Я давно уже знал о нём. Только встретиться с ним — не пришлось ещё. Мог бы, наверное, сам проявить, как делали некоторые знакомые, инициативу. Но срабатывало — моё вечное и совершенно правильное нежелание — людям навязываться. Не в моих это было правилах. Я считал — и считаю доселе — что всё должно происходить само собою, всё складываться должно лишь естественным образом. Иначе в том, что с тобою происходит, в разумном течении и в естественном, закономерном, без излишеств, чередовании всех событий и разных встреч, в особенном, органичном звучании полифоничной, достаточно сложной музыки человеческой, личной судьбы, — так я скажу об этом, — возникают, как из-под земли появляются элементы досадной мирской торопливости, намеренных корректив, чуть ли не нарочитости, словно этакие, на поверку псевдоволевые, условные, незнамо зачем какими-то подозрительно скучными, вымученными, совершенно неубедительными, налипающими слоями рябящих в глазах и, хоть тресни, вовсе не запоминающихся, ненужных, лишних, невзрачных, пустых, чужеродных ноток вписанные поверх уже на месте имеющихся, на нотном стане записанных, необходимых знаков, образующих — только верное звучание, образующих — неизменно единое целое, — и прочие, диссонирующие, дающие сбои в гармонии, вызывающие досаду, а нередко и возмущение, фигуристые штуковины, которые лучше всего просто не допускать к себе, в своё бытие.

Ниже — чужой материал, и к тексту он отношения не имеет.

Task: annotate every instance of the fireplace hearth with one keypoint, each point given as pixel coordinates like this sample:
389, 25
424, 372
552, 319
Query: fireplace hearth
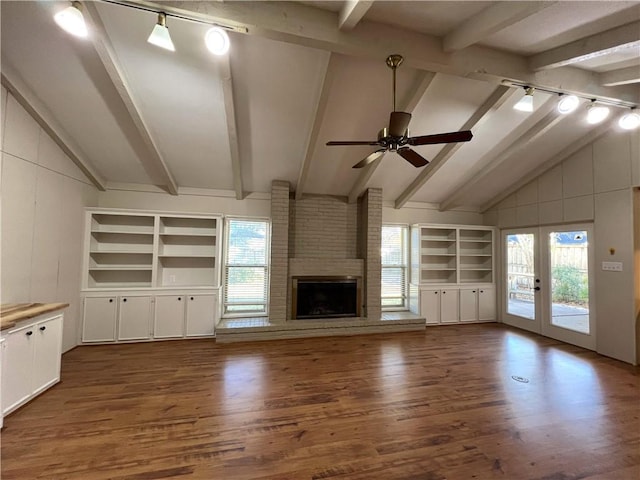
325, 297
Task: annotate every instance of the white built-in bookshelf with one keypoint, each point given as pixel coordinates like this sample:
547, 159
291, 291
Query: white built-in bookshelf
126, 250
452, 254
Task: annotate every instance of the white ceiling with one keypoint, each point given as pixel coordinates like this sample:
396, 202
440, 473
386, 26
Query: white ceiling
137, 114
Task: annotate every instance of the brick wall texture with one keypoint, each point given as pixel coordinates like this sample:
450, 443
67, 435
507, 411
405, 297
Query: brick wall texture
323, 227
278, 298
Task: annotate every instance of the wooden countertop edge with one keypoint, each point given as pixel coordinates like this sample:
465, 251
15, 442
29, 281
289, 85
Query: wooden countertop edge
10, 320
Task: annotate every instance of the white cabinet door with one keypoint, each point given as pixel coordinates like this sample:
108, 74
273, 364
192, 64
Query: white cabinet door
449, 305
169, 316
487, 304
134, 317
17, 375
200, 315
430, 306
48, 352
468, 304
99, 319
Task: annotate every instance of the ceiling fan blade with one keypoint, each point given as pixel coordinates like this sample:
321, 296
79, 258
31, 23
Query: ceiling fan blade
412, 157
451, 137
365, 142
370, 158
398, 123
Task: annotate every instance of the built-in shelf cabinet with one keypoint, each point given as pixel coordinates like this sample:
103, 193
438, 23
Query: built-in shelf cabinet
135, 261
137, 250
453, 273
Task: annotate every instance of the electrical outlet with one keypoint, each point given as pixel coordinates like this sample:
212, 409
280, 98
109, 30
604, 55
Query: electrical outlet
612, 266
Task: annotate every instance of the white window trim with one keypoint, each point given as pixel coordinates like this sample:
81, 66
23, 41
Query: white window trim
227, 220
407, 233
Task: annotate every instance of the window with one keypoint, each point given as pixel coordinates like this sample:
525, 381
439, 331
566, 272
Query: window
246, 267
394, 267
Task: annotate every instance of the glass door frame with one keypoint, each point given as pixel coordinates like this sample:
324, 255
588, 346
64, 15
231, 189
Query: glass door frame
534, 324
574, 337
542, 323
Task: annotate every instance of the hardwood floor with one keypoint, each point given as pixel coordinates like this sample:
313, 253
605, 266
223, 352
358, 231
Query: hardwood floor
440, 404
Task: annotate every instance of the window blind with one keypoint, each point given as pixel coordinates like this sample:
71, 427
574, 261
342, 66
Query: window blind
394, 266
246, 267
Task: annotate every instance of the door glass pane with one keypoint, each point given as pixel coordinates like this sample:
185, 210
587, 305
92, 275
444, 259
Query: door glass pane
520, 275
569, 267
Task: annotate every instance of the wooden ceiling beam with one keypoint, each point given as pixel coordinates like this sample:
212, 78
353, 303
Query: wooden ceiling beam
318, 120
16, 86
621, 76
544, 119
560, 157
489, 21
491, 104
153, 164
352, 12
232, 126
597, 45
313, 27
367, 172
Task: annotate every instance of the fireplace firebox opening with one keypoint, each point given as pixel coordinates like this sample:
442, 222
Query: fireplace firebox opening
325, 297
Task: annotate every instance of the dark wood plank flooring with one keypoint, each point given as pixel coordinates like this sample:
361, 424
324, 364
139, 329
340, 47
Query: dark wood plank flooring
414, 406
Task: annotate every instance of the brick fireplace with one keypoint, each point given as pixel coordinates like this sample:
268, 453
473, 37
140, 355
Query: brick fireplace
324, 236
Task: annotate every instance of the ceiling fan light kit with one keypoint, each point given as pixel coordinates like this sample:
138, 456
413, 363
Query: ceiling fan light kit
396, 137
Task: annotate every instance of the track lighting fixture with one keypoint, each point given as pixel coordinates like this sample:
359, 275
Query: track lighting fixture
525, 104
71, 20
629, 121
568, 104
217, 41
596, 113
160, 34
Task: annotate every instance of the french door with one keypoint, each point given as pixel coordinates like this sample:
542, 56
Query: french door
548, 281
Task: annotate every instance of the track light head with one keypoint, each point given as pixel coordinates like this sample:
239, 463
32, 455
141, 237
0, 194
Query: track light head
568, 104
596, 113
160, 34
629, 121
525, 104
71, 20
217, 41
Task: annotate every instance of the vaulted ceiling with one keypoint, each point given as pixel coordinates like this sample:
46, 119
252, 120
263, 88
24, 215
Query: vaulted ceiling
135, 116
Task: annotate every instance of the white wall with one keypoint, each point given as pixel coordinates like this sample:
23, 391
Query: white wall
189, 201
43, 198
414, 212
593, 185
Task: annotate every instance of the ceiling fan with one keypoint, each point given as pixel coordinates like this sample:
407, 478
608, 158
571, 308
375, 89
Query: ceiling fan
396, 138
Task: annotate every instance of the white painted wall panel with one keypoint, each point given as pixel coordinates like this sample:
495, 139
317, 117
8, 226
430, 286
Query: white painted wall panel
612, 162
18, 218
3, 113
42, 221
46, 236
577, 174
550, 212
22, 132
550, 185
615, 319
527, 215
528, 194
578, 208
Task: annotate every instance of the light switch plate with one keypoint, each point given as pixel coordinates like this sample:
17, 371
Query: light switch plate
612, 266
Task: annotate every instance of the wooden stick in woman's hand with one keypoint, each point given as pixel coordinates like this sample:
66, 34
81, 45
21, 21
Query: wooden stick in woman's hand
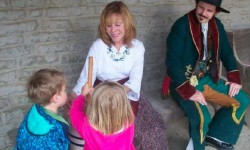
90, 70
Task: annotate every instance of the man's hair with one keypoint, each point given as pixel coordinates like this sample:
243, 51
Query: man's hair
44, 84
121, 10
109, 110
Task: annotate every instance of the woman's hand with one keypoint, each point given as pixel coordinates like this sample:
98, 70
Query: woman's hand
234, 88
198, 97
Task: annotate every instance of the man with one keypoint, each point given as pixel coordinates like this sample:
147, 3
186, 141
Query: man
196, 44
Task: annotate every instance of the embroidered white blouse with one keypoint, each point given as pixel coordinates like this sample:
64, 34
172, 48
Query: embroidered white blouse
110, 64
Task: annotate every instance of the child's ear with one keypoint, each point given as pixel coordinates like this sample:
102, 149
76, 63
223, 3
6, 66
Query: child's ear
54, 98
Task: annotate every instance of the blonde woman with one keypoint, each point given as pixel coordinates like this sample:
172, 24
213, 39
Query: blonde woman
109, 120
119, 56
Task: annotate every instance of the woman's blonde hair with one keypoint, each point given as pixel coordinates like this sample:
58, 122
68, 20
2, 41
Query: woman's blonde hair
120, 9
109, 109
44, 84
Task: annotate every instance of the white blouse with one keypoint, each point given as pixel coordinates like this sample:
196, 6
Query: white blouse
110, 64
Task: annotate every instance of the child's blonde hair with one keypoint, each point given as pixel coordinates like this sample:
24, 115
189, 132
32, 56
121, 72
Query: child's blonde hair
44, 84
109, 109
121, 10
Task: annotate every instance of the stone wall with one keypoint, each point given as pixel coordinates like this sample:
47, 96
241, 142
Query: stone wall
58, 33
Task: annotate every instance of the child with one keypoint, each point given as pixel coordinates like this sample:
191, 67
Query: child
43, 128
109, 120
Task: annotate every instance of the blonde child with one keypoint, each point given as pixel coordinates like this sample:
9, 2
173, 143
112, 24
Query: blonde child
42, 127
109, 120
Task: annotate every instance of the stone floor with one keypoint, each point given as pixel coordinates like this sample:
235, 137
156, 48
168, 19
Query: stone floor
177, 124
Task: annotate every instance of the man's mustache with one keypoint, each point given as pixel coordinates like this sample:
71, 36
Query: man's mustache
203, 16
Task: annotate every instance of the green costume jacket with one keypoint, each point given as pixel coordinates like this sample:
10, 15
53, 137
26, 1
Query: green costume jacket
185, 48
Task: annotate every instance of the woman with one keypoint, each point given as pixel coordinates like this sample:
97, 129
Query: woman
119, 57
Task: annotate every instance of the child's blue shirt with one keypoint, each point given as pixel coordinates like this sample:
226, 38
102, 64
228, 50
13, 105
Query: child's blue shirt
40, 130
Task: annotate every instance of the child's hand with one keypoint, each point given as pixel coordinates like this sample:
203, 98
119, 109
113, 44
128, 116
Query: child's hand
86, 90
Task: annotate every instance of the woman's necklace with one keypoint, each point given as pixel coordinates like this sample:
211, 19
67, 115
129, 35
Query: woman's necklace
117, 56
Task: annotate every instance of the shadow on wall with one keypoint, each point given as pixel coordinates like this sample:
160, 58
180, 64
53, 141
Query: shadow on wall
239, 40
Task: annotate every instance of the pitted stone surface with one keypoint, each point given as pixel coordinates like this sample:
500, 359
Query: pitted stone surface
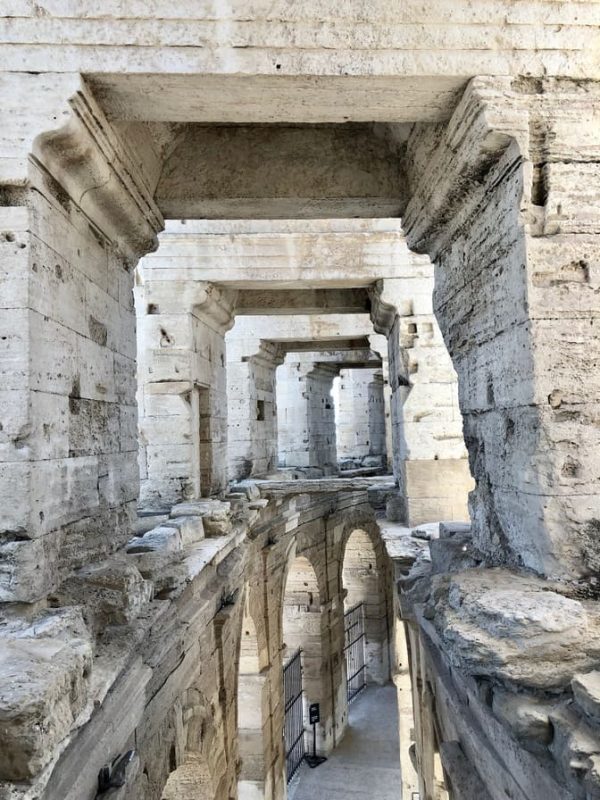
515, 628
44, 675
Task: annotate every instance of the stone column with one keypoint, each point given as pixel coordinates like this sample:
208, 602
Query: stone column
505, 203
429, 453
360, 416
75, 216
182, 389
251, 403
379, 345
306, 414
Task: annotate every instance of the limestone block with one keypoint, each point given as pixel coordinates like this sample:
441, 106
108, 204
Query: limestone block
191, 529
586, 690
44, 669
517, 628
113, 592
526, 715
216, 515
164, 539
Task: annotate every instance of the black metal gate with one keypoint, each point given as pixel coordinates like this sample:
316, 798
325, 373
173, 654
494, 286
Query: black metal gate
354, 648
293, 727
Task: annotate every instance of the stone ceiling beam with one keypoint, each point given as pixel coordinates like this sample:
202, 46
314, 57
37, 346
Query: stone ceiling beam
279, 172
304, 301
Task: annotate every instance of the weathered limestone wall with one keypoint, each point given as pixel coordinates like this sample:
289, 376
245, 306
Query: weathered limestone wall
164, 680
182, 390
306, 414
251, 406
68, 428
389, 64
515, 249
429, 454
360, 414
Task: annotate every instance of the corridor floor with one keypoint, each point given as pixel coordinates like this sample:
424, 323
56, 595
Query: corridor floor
367, 762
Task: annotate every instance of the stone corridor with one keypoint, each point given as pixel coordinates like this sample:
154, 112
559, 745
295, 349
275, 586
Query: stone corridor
299, 394
367, 762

Судьба сама разберётся во всём, раз уж ты поэт, и что-то, глядишь, отодвинет от тебя подальше, поскольку так надо, хотя бы на время, а что-то придвинет к тебе, откроет его тебе вовремя, именно в нужный день, в нужный час, тогда, когда надо, не раньше, но и не позже, не больше, но и не меньше.

Судьба — это путь к совершенству, это ведь тоже борьба, гармонии — с дисгармонией, полифонии — с противной примитивщиной легковесной, поверхностной голосовой, зачем-то затверженной партии и простенького, как шорох бумаги, сопровождения, в три аккорда, аккомпанемента.

Судьба — это та, магическая, серебряная труба, из феллиниевской «Дороги», та самая, вещая, вечная, которую вновь и вновь подносит к сжатым губам Джельсомина — Джульетта Мазина, чтобы услышать — зов, дабы почуять — путь.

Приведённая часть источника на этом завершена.